The only power God recognizes in His Church is the power of His Spirit; whereas the only power actually recognized today by the majority of evangelicals is the power of man. God does His work by the operation of the Spirit, while Christian leaders attempt to do theirs by the power of trained and devoted intellect. Bright personality has taken the place of the divine afflatus.

Only what is done through the Eternal Spirit will abide eternally.

The essence of true religion is spontaneity, the sovereign movings of the Holy Spirit upon and in the free spirit of redeemed men. When religion loses its sovereign character and becomes mere form this spontaneity is lost also, and in its place come precedent, propriety, system–and the file-card mentality. Back of the file-card mentality is the belief that spirituality can be organized.

For centuries the Church stood solidly against every form of worldly entertainment, recognizing it for what it was — a device for wasting time, a refuge from the disturbing voice of conscience, a scheme to divert attention from moral accountability. But of late she appears to have decided that if she cannot conquer the great god Entertainment she may as well join forces with him and make what use she can of his power.

Christianity is so entangled with the world that millions never guess how radically they have missed the New Testament pattern. Compromise is everywhere. The world is whitewashed just enough to pass inspection by blind men posing as believers.

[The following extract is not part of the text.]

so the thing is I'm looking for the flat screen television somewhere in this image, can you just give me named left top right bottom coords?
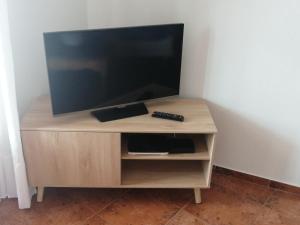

Evangelical Christianity is now tragically below the New Testament standard. Worldliness is an accepted part of our way of life. Our religious mood is social instead of spiritual. We have lost the art of worship. We are not producing saints. Our models are successful business men, celebrated athletes and theatrical personalities. We carry on our religious activities after the methods of the modern advertiser. Our homes have been turned into theaters. Our literature is shallow and our hymnody borders on sacrilege. And scarcely anyone appears to care.

Much that passes for New Testament Christianity is little more than objective truth sweetened with song and made palatable by religious entertainment. Christ calls men to carry a cross; we call them to have fun in His name. He calls them to forsake the world; we assure them that if they but accept Jesus the world is their oyster. He calls them to suffer; we call them to enjoy all the bourgeois comforts modern civilization affords. He calls them to self-abnegation and death; we call them to spread themselves like green bay trees or perchance even to become stars in a pitiful fifth-rate religious zodiac. He calls them to holiness; we call them to a cheap and tawdry happiness that would have been rejected with scorn by the least of the Stoic philosophers.

A new Decalogue has been adopted by the neo-Christians of our day, the first word of which reads “Thou shalt not disagree;” and a new set of Beatitudes too, which begins “Blessed are they that tolerate everything, for they shall not be made accountable for anything.” It is now the accepted thing to talk over religious differences in public with the understanding that no one will try to convert another or point out errors in his belief. Imagine Moses agreeing to take part in a panel discussion with Israel over the golden calf; or Elijah engaging in a gentlemanly dialogue with the prophets of Baal. Or try to picture our Lord Jesus Christ seeking a meeting of minds with the Pharisees to iron out differences.

The blessing of God is promised to the peacemaker, but the religious negotiator has better watch his step. Darkness and light can never be brought together by talk. Some things are not negotiable.

One hundred religious persons knit into a unity by careful organization do not constitute a church any more than eleven dead men make a football team. The first requisite is [Zoe] Life, always.

The modern vogue of bringing science to the support of Christianity proves not the truth of the Christian faith but the gnawing uncertainty in the hearts of those who must look to science to give respectability to their faith.

Science, the sweet talking goddess which but a short time ago smilingly disposed of the Bible as a trustworthy guide and took the world by the hand to lead it into a man-made millennium, has turned out to be a dragon capable of destroying that same world with a flick of her fiery tail.

The Bible tells of another world too fine for the instruments of scientific research to discover. By faith we engage that world and make it ours. It is accessible to us through the blood of the everlasting covenant.